Chicago Textile Recycling in Seward Park also accepts clothing, shoes and household textiles like curtains, and the Chicago Furniture Bank can pick up furniture and larger household goods to donate to neighbors in need. Sadly, the Rebuilding Exchange locations in Chicago and Evanston, which repurposed building materials, closed last year

The nonprofit Chicago Fair Trade Museum relies on donations and volunteers, and also offers classes and club tours. The museum and store encourage patrons to consider their parts in global commodity chains with an eye towards reduction. If items must be purchased, then commit to buying second hand. Chicago’s other fair trade store options include Gather: Consciously Curated in Evanston and Ten Thousand Villages in Glen Ellyn (a national chain as well as the final transformation of Byler’s Puerto Rican project), plus a panoply of thrift stores and online options like Poshmark, perfect if you already know your favorite brands and sizes.

Image courtesy M. Costello.

Mutual Aid Is Robin Hood in the ‘Hood

Other responsible destinations for surplus clothing in decent shape include Chicago’s many mutual aid organizations, like the all-volunteer District 19 Mutual Aid (D19) in Lakeview, founded in April 2023 to support unhoused and migrant families, or anyone requesting assistance. Robin Hood in the ‘hood, as it were, rounding up overflow items from affluent neighborhoods and redirecting commodities to those in need (apply to volunteer here).  

Housed at, but not directly affiliated with, Resurrection Lutheran Church, at 1050 W. School St. at Seminary, D19 receives community and partner organization donations; volunteers first sort, organize and label. They specialize in “loose-sized” items (to ensure that items will fit requesters) for all ages, from babies to seniors, such as sweatpants, sweatshirts, t-shirts and jackets plus some textiles (like blankets, sheets and towels), toiletries (travel- and full-sized), and special items on request, like baby strollers or crutches.
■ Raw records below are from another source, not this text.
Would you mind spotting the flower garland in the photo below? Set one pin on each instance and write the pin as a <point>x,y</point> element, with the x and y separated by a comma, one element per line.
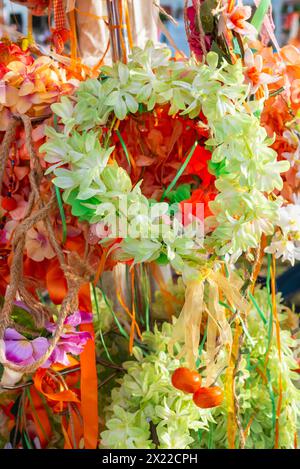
<point>245,166</point>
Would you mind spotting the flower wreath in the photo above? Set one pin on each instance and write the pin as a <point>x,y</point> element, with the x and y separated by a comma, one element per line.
<point>182,131</point>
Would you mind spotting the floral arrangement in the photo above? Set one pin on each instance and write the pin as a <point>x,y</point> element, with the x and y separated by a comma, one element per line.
<point>155,164</point>
<point>146,411</point>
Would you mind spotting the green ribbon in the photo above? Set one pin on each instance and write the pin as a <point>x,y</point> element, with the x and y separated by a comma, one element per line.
<point>180,171</point>
<point>62,214</point>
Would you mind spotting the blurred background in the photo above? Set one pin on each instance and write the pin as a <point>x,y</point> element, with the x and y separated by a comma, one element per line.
<point>286,14</point>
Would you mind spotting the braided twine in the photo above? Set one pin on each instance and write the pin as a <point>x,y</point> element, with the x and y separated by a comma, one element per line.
<point>75,270</point>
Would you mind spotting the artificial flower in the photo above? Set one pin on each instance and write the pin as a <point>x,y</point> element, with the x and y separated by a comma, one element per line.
<point>254,73</point>
<point>70,341</point>
<point>21,351</point>
<point>236,19</point>
<point>37,243</point>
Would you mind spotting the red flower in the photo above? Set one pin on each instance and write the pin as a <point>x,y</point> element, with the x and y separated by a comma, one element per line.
<point>198,166</point>
<point>199,196</point>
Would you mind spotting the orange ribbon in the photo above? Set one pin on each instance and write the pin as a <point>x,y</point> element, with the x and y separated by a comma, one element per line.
<point>89,381</point>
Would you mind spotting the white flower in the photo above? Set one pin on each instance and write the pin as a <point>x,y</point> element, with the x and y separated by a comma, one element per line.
<point>289,218</point>
<point>294,156</point>
<point>285,248</point>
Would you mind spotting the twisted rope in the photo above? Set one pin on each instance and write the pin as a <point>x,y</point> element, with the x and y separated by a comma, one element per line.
<point>76,272</point>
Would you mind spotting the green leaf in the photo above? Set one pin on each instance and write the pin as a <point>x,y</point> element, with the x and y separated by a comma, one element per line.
<point>259,15</point>
<point>78,206</point>
<point>217,169</point>
<point>207,18</point>
<point>162,259</point>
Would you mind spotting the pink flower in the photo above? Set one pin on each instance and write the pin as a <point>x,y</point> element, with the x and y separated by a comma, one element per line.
<point>254,74</point>
<point>71,341</point>
<point>21,351</point>
<point>37,243</point>
<point>236,20</point>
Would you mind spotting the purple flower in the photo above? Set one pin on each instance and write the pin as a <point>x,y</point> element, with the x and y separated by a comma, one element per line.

St. Gertrude’s Church also runs a helpful Medical Lending Closet.

Spring Clean Your Closets to Help Your Neighbors

Clean, gently used or new donations can be dropped off at the church on Tuesdays and Wednesdays from 5:30-8:30pm, Thursdays 9a-12:30pm, and Saturdays 9am-1pm (ring doorbell on School Street), just in time for spring purging season. Volunteers can also pick up items from your home if requested.

D19 can redistribute maybe 40% of donations received. Specifically sized items like jeans, business clothes or out-of-season pieces, are passed along to other charitable organizations like Out of the Closet in Boystown and Hyde Park, which benefits HIV care (and also offers HIV testing), and the Mt. Sinai Resale Shop at 2902 N. Clark, which supports hospital patient care.

Currently, the most difficult items to keep in stock are male clothing, likely because men tend to wear clothes until they disintegrate (ew), and probably have fewer clothes overall because they aren’t targeted by advertising to buy as much as women for different activities and seasons. Another possibility is female weight fluctuations before and after giving birth, or during other life events.

Donate Items or Cash to the Online Wish List

Volunteers process incoming requests (made here) and pack donation kits, which volunteer drivers deliver all over the city. In addition to redistributing donated clothing and necessities, D19 provides each requester and family members with three pairs of new underwear and socks, usually supplied by generous community members who purchase items from an ongoing wish list. Folks who don’t have items to donate, or prefer to help from afar, can regularly purchase underwear, toiletries, baby and other items from that regularly updated online list. Helpers can also make monetary donations, 100% of which goes to neighbors in need (donate here). As federal government assistance disappears, neighbors are encouraged to step up to clothe our community.

Visit the Chicago Fair Trade Museum to learn how to improve America’s unsustainable waste stream, and then facilitate your spring cleaning by donating your own surplus clothes to neighbors in need, rather than landfills, via District 19 Mutual Aid.